Carvolth was introduced to quality in 1993 in her role as laboratory manager which involved having the laboratory certified to NATA standards including ISO 9001 and subsequently auditing these standards.
“My next laboratory position was short lived and I took on a corporate role to build systems nationally for the laboratory company,” Carvolth said. “This morphed into consulting for the Queensland [Australia] mining industry.”
Carvolth said she didn’t set out to become an auditor, and reflects that her career progression was organic.
“I have a passion for systems and that translated to my clients who pushed and pushed me to become a better version of myself, which included auditing.
“Since 1994 I have been auditing the Australian mining industry for health, safety, environment and quality [HSEQ] compliance from both a legal compliance and corporate governance perspective. I have been extremely fortunate to be looked upon favorably by every mining corporate in Australia—having trained a very large proportion of the industry in lead auditing. I have successfully held contracts with the Queensland, New South Wales, and Tasmanian mining departments to train their inspectorate as lead auditors.”

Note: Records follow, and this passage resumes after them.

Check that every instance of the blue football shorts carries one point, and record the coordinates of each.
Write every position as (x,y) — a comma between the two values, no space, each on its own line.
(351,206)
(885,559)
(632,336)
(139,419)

Carvolth founded Audit Services International in 1995. The company has grown to become a leading mining industry consultancy for safety and health management systems implementation, maintainence, auditing, and training. As principal of the organization, Carvolth’s role is three-pronged depending on the needs of the client and can include lead auditor training, leading HSEQ audit teams for the mining, oil, and gas industry, and acting as a systems and risk consultant.
For Cavolth, the biggest attraction to auditing is how much you can learn in a short period of time.
“Every organization, even within the same industry or corporate entity is vastly different. After every audit I come away with a renewed skill set, a reinforcement of knowledge, and more experience. Auditors are being continuously refreshed and renewed because of the exposures that clients provide them.”
However, the job, of course, is not without its challenges.
“As with any job, the biggest challenge is dealing with people. All jobs are stressful at the best of times and when you add the pressure of an audit on top, you sometimes don’t see people at their best. Some people have preconcieved ideas with respect to the audit and therefore panic when in the presence of auditors, so the constant challenge is to promote a safe and comfortable environment so that we an learn from each other.”
Carvolth considers the biggest challenge facing the profession is the lack of regulation of auditors.
“This means that there are a lot of people who trade as auditors but only perform glorified inspections. This compromises a true auditor’s ability to get work as they cannot compete from a timing or cost perspective. The highest risk on my risk register is an uneducated client—meaning that if the client does not know what to ask for, or what to get, they may not get what they need because an auditor does not end up providing that service.”
Carvolth believes the best way to improve the standard of auditing is for auditors to be willing to learn at every audit.
“An open mind makes for a very good auditor.”